A grounding or power conductor attached to substantially the entire lower surface of the insulating plate; an insulating layer made of a thermosetting resin applied to the lower surface of the grounding or power conductor; A semiconductor device housing package comprising: a metal heat radiating plate joined via a joining layer so as to close the through hole, wherein an inner edge of the insulating layer is larger than an opening of the through hole. A package for accommodating a semiconductor element, which is located on an outer peripheral side of 0.05 to 2 mm. 2. The semiconductor element storage device according to claim 1, wherein a distance from an opening of the through hole to an inner edge of the insulating layer is wide at a portion corresponding to each corner of the through hole. package. 3. A step of preparing an insulating plate having a metal layer for a wiring conductor on the upper surface, a metal layer for grounding or a power supply on the lower surface, and a through hole for accommodating a semiconductor element formed in a central portion.

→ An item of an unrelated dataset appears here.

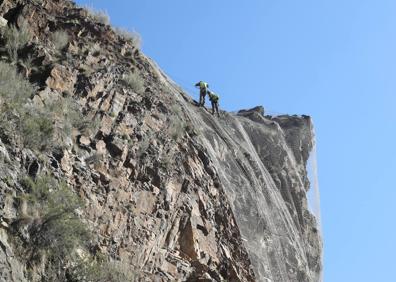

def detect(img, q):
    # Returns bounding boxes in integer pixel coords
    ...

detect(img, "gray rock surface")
[0,0,322,281]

An uncured thermosetting resin paste is applied to the lower surface of the grounding or power supply conductor so that the inner edge thereof is positioned 0.05 to 2 mm on the outer peripheral side of the opening of the through hole, and then cured to be cured. A semiconductor element comprising the steps of: attaching an insulating layer consisting of: and bonding a metal heat sink to a lower surface of the insulating layer via a bonding layer so as to cover the through hole. Manufacturing method of storage package. 4. The semiconductor device according to claim 3, wherein a distance from an opening of the through hole to an inner edge of the thermosetting resin paste is formed wider at a portion corresponding to each corner of the through hole. Manufacturing method of storage package.